The 4-square mile (10-square kilometer) with its palm trees and monuments has been off limits to the public since the 2003 U.S. invasion of Iraq to topple dictator Saddam Hussein.

Iraqis drive in Baghdad’s high-security Green Zone after all the main roads criss-crossing the enclave were opened on June 3, 2019. – The Green Zone, home to the Iraqi parliament and US embassy, fully reopened to traffic around the clock today, the government said. It has been heavily fortified since the US-led invasion that overthrew dictator Saddam Hussein in 2003, with nearly all Iraqis denied access to its 10 square kilometres. (Photo by AHMAD AL-RUBAYE / AFP)

“I feel that Baghdad is bigger than before,” said Assir Assem, a 25-year-old who drove his car inside the Green Zone for the first time in his life on Tuesday. He said his generation didn’t know anything about the Green Zone and felt that people there lived in another country.
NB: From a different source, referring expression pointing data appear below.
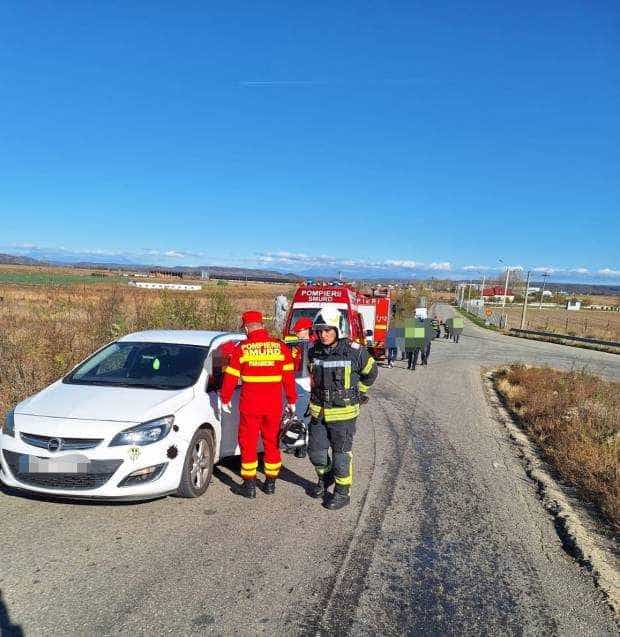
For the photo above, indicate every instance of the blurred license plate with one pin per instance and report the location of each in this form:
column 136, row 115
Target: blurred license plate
column 63, row 464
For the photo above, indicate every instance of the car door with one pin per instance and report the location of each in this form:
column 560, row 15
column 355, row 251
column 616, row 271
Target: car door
column 229, row 423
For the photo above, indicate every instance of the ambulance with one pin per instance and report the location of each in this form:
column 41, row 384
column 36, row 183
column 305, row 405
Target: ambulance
column 366, row 313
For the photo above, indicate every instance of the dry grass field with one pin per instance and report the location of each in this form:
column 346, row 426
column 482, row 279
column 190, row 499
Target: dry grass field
column 45, row 329
column 52, row 318
column 597, row 324
column 574, row 418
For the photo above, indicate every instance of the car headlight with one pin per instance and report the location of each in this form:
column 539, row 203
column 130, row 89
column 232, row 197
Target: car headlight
column 144, row 434
column 9, row 425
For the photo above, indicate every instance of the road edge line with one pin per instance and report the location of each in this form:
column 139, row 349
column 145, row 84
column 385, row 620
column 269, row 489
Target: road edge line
column 590, row 549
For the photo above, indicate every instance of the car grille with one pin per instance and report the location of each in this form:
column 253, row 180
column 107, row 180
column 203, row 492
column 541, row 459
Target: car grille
column 66, row 444
column 99, row 472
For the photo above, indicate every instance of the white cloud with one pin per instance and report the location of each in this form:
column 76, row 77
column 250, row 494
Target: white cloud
column 410, row 265
column 473, row 268
column 609, row 272
column 443, row 266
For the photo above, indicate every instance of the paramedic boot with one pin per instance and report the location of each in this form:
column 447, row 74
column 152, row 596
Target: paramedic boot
column 340, row 499
column 270, row 486
column 320, row 488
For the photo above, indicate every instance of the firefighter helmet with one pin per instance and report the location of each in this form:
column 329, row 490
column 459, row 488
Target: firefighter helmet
column 293, row 434
column 329, row 316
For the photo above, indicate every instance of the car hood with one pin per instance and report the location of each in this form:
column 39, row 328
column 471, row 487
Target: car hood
column 95, row 402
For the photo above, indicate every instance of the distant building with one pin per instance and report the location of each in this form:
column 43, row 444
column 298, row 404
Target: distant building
column 165, row 286
column 496, row 293
column 166, row 274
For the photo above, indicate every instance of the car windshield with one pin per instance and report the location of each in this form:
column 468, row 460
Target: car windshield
column 311, row 312
column 146, row 365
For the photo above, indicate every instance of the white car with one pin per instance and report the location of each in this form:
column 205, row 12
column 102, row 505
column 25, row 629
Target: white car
column 138, row 419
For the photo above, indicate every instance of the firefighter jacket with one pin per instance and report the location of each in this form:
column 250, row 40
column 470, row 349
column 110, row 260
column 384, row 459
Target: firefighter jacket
column 265, row 366
column 339, row 375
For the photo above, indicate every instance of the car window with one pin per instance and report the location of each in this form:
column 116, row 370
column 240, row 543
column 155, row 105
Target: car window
column 220, row 358
column 150, row 365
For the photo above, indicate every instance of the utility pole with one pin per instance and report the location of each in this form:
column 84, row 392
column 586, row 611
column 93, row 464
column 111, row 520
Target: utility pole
column 527, row 292
column 542, row 292
column 506, row 286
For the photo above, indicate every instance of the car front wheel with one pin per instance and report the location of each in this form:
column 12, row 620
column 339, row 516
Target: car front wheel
column 198, row 467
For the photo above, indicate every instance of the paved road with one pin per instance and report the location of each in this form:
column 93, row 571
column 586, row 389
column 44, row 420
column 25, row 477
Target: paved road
column 445, row 534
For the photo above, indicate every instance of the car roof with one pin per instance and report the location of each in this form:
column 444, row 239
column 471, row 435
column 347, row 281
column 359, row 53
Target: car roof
column 203, row 338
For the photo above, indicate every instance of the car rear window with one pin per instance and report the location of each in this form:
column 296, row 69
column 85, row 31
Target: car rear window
column 145, row 365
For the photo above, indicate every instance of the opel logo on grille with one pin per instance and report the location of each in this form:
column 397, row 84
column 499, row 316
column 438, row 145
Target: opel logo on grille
column 54, row 444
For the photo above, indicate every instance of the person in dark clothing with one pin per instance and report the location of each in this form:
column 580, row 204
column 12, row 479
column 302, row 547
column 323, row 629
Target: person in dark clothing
column 341, row 374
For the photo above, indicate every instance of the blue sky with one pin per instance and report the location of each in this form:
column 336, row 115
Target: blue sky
column 405, row 137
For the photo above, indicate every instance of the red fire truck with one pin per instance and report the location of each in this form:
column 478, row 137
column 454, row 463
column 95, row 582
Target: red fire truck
column 374, row 306
column 367, row 314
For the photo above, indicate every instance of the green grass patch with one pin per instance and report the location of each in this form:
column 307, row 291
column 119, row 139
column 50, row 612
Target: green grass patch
column 477, row 320
column 47, row 278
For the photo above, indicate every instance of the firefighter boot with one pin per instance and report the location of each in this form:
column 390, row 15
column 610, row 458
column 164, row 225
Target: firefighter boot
column 270, row 486
column 247, row 489
column 320, row 488
column 340, row 499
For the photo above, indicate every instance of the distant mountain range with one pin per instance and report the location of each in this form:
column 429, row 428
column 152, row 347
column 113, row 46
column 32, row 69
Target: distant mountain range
column 213, row 271
column 305, row 271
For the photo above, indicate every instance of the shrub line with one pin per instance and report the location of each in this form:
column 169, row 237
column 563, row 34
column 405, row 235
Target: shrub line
column 575, row 526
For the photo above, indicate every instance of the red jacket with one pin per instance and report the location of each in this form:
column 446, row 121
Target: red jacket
column 265, row 365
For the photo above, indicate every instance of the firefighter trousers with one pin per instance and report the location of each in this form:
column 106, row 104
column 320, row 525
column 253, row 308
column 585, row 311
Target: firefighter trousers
column 268, row 427
column 337, row 436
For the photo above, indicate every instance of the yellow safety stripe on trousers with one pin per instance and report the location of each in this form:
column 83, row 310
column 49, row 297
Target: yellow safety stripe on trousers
column 348, row 479
column 333, row 414
column 248, row 469
column 261, row 358
column 368, row 366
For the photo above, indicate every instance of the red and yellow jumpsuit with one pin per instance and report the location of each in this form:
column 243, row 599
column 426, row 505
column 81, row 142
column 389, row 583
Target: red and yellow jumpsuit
column 265, row 366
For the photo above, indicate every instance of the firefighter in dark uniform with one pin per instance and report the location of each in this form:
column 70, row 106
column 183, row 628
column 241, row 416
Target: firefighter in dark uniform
column 341, row 373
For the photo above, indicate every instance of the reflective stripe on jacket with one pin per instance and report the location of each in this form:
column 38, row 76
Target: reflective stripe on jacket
column 339, row 374
column 265, row 366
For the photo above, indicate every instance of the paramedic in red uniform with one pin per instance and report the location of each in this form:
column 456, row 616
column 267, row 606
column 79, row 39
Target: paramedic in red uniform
column 265, row 366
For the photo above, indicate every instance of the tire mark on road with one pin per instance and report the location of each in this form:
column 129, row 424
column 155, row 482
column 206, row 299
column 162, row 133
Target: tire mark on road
column 337, row 611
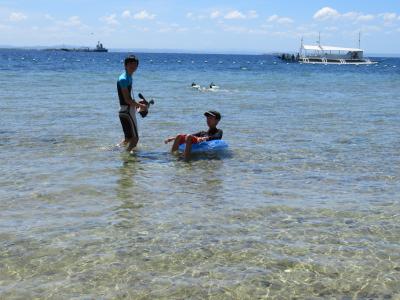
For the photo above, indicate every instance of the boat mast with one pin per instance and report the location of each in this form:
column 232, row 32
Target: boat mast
column 301, row 47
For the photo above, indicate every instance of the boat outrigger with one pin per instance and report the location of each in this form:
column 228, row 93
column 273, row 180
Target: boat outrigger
column 319, row 54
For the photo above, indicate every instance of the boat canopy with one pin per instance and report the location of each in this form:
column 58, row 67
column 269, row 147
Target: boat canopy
column 329, row 48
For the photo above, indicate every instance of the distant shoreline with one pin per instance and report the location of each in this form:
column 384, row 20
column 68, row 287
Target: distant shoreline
column 180, row 51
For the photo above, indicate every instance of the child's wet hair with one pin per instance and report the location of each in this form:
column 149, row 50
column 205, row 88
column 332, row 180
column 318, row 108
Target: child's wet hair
column 130, row 59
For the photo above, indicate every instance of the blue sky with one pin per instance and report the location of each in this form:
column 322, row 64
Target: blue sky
column 248, row 26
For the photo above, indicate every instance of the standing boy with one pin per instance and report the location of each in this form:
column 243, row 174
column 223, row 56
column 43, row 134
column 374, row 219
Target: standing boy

“Now there is no difference, and this is beautiful,” he said.

The area was home to Saddam Hussein’s palaces before the war. It then became known as “Little America” following the 2003 U.S. invasion that toppled him, after it was seized by U.S. military forces. In later years, the walled off area surrounded by cement blast walks became a hated symbol of the country’s inequality, fueling the perception among Iraqis that their government is out of touch.

A picture taken on June 3, 2019 shows the Victory Arch known as the Swords of Qadisiyah, to mark Iraq’s war against Iran, in Baghdad’s high-security Green Zone. – The Green Zone, home to the Iraqi parliament and US embassy, fully reopened to traffic around the clock today, the government said. It has been heavily fortified since the US-led invasion that overthrew dictator Saddam Hussein in 2003, with nearly all Iraqis denied access to its 10 square kilometres. (Photo by AHMAD AL-RUBAYE / AFP)
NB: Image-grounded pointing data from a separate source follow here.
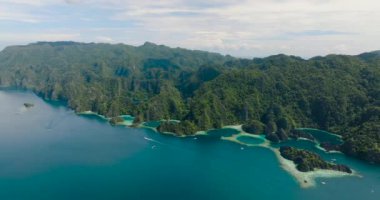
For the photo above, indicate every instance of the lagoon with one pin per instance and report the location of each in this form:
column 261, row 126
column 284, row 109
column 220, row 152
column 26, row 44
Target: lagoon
column 49, row 152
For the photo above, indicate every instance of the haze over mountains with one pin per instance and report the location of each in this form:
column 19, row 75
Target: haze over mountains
column 205, row 90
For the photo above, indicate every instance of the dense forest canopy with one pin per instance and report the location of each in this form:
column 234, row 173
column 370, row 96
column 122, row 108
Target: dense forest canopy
column 203, row 90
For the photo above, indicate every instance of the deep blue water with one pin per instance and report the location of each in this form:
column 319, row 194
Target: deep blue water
column 48, row 152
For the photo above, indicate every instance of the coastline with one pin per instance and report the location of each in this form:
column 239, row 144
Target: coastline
column 304, row 179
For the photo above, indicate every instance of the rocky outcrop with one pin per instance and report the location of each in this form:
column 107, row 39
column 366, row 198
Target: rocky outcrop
column 308, row 161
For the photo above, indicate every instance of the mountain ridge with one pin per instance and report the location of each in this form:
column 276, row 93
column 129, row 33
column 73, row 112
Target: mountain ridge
column 336, row 93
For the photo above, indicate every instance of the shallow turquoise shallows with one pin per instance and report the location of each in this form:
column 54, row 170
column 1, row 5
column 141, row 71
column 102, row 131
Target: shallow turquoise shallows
column 48, row 152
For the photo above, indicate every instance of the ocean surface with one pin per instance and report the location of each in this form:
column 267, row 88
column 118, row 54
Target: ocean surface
column 49, row 152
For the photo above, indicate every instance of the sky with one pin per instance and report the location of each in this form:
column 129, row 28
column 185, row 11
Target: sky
column 245, row 28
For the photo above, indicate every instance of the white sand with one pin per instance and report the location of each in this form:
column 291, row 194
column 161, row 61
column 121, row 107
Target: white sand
column 307, row 179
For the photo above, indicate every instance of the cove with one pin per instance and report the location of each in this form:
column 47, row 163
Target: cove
column 49, row 152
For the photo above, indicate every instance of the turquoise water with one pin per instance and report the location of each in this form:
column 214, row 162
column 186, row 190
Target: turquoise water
column 48, row 152
column 323, row 136
column 250, row 140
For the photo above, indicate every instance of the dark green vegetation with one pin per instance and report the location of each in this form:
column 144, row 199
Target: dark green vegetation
column 336, row 93
column 28, row 105
column 308, row 161
column 116, row 120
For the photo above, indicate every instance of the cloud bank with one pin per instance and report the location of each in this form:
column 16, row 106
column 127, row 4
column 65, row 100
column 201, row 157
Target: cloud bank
column 246, row 28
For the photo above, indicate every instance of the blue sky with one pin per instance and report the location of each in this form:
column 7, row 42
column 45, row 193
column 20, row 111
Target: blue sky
column 245, row 28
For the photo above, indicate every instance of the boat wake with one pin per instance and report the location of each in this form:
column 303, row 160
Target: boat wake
column 152, row 140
Only Iraqis with special security badges could enter the area.

Various attempts and promises by the Iraqi government to open the Green Zone to traffic over the past years have failed to materialize, because of persistent security concerns.

Earlier this year, the government began easing restrictions in the area. Prime Minister Adel Abdul Mahdi said the Green Zone will be fully open to the public on Eid al-Fitr, the holiday that marks the end of Ramadan.

Ali said authorities removed d 12,000 concrete walls from the area.

“Thank God the opening of the Green Zone happened during the Eid. … It is a very good initiative and will ease transportation in Baghdad,” said Abdullah Mouhamed, a taxi driver.